I was selling new, import vinyl back when this record came out in 1993. Most new Pop and Rock albums were only released on CD and Cassette in America by then, so the only way to get a record like this on vinyl was to buy the import.
The problem is that now, looking back, there clearly was not enough demand on either side of the pond for the labels to produce more than a small run of vinyl. With supply having a hard time keeping up with demand, the price naturally goes up, up and away, and we often end up having to pay around a hundred bucks for a copy of unknown and often dubious quality, accent on the dubious.
But enough about us. This vintage pressing has the kind of Tubey Magical Midrange that modern records rarely even BEGIN to reproduce. Folks, that sound is gone and it sure isn’t showing signs of coming back. If you love hearing INTO a recording, actually being able to “see” the performers, and feeling as if you are sitting in the studio with the band, this is the record for you. It’s what vintage all analog recordings are known for — this sound.
If you exclusively play modern repressings of vintage recordings, I can say without fear of contradiction that you have never heard this kind of sound on vinyl. Old records have it — not often, and certainly not always — but maybe one out of a hundred new records do, and those are some pretty long odds.
What We’re Listening For on Ten Summoner’s Tales
- Energy for starters. What could be more important than the life of the music?
- The Big Sound comes next — wall to wall, lots of depth, huge space, three-dimensionality, all that sort of thing.
- Then transient information — fast, clear, sharp attacks, not the smear and thickness common to most LPs.
- Tight, note-like bass with clear fingering — which ties in with good transient information, as well as the issue of frequency extension further down.
- Next: transparency — the quality that allows you to hear deep into the soundfield, showing you the space and air around all the players.
- Then: presence and immediacy. The vocals aren’t “back there” somewhere, way behind the speakers. They’re front and center where any recording engineer worth his salt would have put them.
- Extend the top and bottom and voila, you have The Real Thing — an honest to goodness Hot Stamper.
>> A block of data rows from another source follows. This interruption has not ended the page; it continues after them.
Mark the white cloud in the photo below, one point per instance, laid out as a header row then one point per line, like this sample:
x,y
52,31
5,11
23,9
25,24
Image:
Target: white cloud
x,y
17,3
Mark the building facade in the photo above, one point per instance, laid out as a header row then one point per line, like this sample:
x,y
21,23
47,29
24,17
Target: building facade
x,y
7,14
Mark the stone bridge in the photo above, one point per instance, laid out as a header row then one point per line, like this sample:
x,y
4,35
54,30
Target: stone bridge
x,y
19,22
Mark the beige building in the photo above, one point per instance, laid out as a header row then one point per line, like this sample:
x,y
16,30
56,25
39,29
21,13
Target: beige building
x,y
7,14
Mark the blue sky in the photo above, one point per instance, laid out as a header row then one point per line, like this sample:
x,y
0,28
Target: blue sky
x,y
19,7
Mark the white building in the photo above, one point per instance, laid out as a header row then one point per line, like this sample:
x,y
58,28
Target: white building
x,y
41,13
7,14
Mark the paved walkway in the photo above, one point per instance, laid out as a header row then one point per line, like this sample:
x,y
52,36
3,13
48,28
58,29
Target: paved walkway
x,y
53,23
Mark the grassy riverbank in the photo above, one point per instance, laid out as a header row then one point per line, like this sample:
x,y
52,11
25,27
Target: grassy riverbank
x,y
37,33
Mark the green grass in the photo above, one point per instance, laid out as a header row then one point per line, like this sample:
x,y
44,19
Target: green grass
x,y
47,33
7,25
Mint Minus Minus is about as quiet as any vintage pressing will play, and since only the right vintage pressings have any hope of sounding good on this album, that will most often be the playing condition of the copies we sell. (The copies that are even a bit noisier get listed on the site are seriously reduced prices or traded back in to the local record stores we shop at.)
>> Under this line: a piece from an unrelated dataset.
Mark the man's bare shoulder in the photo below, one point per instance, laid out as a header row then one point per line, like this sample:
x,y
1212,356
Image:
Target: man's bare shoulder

Those of you looking for quiet vinyl will have to settle for the sound of later pressings and Heavy Vinyl reissues, purchased elsewhere of course as we have no interest in selling records that don’t have the vintage analog magic that is a key part of the appeal of these wonderful recordings.
If you want to make the trade-off between bad sound and quiet surfaces with whatever Heavy Vinyl pressing might be available, well, that’s certainly your prerogative, but we can’t imagine losing what’s good about this music — the size, the energy, the presence, the clarity, the weight — just to hear it with less background noise.
Prologue (If I Ever Lose My Faith In You)
Love Is Stronger Than Justice (The Munificent Seven)
Fields Of Gold
Heavy Cloud No Rain
She’s Too Good For Me
Saint Augustine In Hell
It’s Probably Me
Shape Of My Heart
Something The Boy Said
Epilogue (Nothing ‘Bout Me)
“… his best solo record. In places, it’s easily as pretentious as his earlier work, but that’s undercut by writing that hasn’t been this sharp and melodic since the Police, plus his most varied set of songs since Synchronicity. True, there isn’t a preponderance of flat-out classics — only the surging opener “If I Ever Lose My Faith in You,” the understated swing of “It’s Probably Me,” and the peaceful ballad “Fields of Gold” rank as classics — but, as an album, Ten Summoner’s Tales is more consistently satisfying than anything else in his catalog.”